Cuando empecé a escribir La península de las casas vacías era 2009, comienzo de la crisis económica mundial y de una reorganización de muchas cosas. Yo estudié alemán por eso, porque iba a hacer traducción. No sabía qué idioma coger y cogí alemán para tener más trabajo. Y, de hecho, me lo dio, porque yo sobreviví dando clases particulares a gente que se iba a estudiar a Alemania a buscar trabajo. Enseñé a más de cien personas que se iban a aprenderlo. A mí sí que me afectó, pero yo lo cogí como una oportunidad de trabajo. Lo que hacía en mi tiempo libre era trabajar para comer, el resto era la vocación con la escritura. Escribía ese libro a toda hora, sobre todo el último año, sin parar todo el rato. Cuando me pongo a escribir no hago otra cosa. Ahora no he escrito desde hace un año y medio nada. Pero cuando me ponga a escribir…
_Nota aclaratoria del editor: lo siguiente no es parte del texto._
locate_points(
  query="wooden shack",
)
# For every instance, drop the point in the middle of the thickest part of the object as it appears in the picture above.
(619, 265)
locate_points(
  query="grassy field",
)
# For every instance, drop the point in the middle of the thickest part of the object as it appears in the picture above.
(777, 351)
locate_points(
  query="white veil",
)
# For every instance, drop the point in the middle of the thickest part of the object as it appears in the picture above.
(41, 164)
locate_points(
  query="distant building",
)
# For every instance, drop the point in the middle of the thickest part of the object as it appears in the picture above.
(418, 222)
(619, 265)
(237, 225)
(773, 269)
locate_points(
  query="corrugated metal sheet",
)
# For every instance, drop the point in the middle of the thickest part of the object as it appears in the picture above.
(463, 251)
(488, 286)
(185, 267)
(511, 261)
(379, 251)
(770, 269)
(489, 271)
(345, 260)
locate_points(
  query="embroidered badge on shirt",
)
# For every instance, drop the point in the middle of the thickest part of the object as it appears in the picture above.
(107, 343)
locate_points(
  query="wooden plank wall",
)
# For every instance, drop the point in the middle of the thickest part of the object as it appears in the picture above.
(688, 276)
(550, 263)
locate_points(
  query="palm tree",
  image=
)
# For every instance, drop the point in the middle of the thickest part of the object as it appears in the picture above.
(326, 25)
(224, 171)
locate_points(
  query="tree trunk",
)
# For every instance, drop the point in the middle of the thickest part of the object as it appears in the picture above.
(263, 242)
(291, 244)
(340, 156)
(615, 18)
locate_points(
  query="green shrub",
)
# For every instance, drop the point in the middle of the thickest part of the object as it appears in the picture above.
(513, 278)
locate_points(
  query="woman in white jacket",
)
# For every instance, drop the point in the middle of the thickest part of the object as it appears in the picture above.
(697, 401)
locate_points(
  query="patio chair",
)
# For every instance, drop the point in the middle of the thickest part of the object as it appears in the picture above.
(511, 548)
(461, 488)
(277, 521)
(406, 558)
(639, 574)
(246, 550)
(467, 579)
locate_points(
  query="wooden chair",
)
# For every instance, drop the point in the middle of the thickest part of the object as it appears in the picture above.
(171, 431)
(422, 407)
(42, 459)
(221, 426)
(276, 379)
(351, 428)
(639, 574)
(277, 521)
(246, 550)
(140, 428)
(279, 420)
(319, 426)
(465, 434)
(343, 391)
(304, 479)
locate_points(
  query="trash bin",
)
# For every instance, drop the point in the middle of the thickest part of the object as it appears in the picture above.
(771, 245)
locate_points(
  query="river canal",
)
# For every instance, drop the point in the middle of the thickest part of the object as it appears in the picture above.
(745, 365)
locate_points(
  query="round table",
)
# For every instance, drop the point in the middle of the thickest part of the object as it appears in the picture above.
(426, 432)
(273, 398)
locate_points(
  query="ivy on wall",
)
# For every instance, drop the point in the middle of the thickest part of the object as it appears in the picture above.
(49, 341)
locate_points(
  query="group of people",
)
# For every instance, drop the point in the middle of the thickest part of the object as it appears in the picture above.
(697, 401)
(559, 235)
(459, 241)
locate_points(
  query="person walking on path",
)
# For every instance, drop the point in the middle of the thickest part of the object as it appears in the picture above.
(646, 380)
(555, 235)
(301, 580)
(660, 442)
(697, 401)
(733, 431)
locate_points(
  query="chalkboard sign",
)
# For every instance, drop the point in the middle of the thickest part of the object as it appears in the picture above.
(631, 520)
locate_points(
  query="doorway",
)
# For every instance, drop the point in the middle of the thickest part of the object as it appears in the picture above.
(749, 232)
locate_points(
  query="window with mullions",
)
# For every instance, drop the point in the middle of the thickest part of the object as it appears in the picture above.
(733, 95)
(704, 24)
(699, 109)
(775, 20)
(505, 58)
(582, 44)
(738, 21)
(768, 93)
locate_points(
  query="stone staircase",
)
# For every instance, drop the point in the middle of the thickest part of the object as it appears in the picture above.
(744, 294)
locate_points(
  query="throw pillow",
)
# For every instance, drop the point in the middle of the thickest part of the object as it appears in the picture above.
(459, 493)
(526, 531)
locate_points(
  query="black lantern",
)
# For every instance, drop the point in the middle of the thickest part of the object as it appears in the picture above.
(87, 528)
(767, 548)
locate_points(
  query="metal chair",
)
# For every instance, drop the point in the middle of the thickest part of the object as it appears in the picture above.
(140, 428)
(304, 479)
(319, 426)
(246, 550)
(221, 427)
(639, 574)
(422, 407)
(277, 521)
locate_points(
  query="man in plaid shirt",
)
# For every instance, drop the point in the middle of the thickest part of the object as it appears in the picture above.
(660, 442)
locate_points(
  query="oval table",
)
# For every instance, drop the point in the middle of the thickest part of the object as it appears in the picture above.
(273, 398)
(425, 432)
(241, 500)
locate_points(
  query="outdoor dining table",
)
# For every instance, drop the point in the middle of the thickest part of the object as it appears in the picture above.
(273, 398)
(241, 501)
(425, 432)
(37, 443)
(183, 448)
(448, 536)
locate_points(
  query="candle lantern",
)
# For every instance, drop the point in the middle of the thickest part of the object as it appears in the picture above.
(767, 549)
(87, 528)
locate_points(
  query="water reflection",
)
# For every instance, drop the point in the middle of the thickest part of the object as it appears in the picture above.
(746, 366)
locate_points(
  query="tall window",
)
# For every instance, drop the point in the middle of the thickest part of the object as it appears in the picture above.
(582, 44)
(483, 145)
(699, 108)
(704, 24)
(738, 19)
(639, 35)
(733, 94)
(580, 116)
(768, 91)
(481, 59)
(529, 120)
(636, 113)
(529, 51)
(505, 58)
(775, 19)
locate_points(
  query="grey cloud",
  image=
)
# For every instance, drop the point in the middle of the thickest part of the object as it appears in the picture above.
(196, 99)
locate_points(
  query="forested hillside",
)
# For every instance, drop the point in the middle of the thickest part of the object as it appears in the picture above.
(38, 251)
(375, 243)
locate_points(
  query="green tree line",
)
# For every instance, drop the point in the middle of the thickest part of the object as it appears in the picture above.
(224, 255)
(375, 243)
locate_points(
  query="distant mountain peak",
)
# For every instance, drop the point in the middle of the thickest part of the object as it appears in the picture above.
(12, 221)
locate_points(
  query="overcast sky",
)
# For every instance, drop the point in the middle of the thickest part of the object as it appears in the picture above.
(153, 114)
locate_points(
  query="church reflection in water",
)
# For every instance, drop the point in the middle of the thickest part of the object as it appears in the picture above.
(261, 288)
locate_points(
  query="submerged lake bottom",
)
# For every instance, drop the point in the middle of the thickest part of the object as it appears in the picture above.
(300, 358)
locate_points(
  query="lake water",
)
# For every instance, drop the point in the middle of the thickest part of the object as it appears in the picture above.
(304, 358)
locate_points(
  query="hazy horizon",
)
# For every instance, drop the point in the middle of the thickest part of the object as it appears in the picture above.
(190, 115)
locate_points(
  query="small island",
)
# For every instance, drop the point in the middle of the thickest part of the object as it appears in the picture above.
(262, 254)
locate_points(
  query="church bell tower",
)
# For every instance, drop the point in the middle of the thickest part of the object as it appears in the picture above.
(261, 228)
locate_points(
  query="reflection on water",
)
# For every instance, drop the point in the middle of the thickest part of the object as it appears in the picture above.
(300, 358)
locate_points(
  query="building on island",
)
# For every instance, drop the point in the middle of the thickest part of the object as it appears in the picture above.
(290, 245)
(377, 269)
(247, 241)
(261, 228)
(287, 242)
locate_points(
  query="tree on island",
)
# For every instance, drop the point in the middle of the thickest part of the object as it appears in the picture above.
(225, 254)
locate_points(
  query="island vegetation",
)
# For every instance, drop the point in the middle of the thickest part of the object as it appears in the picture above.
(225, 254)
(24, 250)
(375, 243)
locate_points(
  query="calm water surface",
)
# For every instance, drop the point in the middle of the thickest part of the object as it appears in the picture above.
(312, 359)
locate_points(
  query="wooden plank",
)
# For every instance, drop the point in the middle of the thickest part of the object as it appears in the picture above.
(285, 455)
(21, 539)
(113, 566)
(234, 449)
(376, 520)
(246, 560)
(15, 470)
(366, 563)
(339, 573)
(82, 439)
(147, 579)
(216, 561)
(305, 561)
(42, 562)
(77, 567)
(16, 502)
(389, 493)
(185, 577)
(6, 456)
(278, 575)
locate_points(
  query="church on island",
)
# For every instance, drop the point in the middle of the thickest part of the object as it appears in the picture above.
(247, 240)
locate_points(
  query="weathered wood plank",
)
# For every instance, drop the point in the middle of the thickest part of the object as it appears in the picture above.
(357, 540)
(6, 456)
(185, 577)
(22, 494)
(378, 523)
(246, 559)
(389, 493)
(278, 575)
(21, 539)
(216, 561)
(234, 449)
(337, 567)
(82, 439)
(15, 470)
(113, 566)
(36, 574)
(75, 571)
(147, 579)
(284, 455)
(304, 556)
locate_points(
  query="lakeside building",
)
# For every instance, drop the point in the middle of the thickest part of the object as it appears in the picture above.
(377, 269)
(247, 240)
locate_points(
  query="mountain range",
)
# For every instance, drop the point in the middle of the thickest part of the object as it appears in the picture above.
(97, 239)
La península de las casas vacías la paraba cada año y medio, y en esa pausa escribía otra cosa. La enviaba a las editoriales, me decían que no. ¿Qué hacía? Paraba el libro pensando que nunca lo iba a publicar. Hasta hace un año creía que no la iba a publicar nunca. Me daba igual, yo la trabajaba con el mismo cariño. Yo decía: Si no sale una editorial que me encanta, la dejo en el cajón, y que la publiquen posmortem o que no la publiquen.
La novela se iba a titular Odisto y el territorio de ficción La acequia. Pero pensé que tenía que ser algo más poético. Ese territorio es un trasunto del lugar jienense de Quesada. Al final, le puse Jándula, un afluente del Guadalquivir y que en árabe quiere decir Gracias a Dios”.
- La península de las casas vacías. David Uclés (Siruela).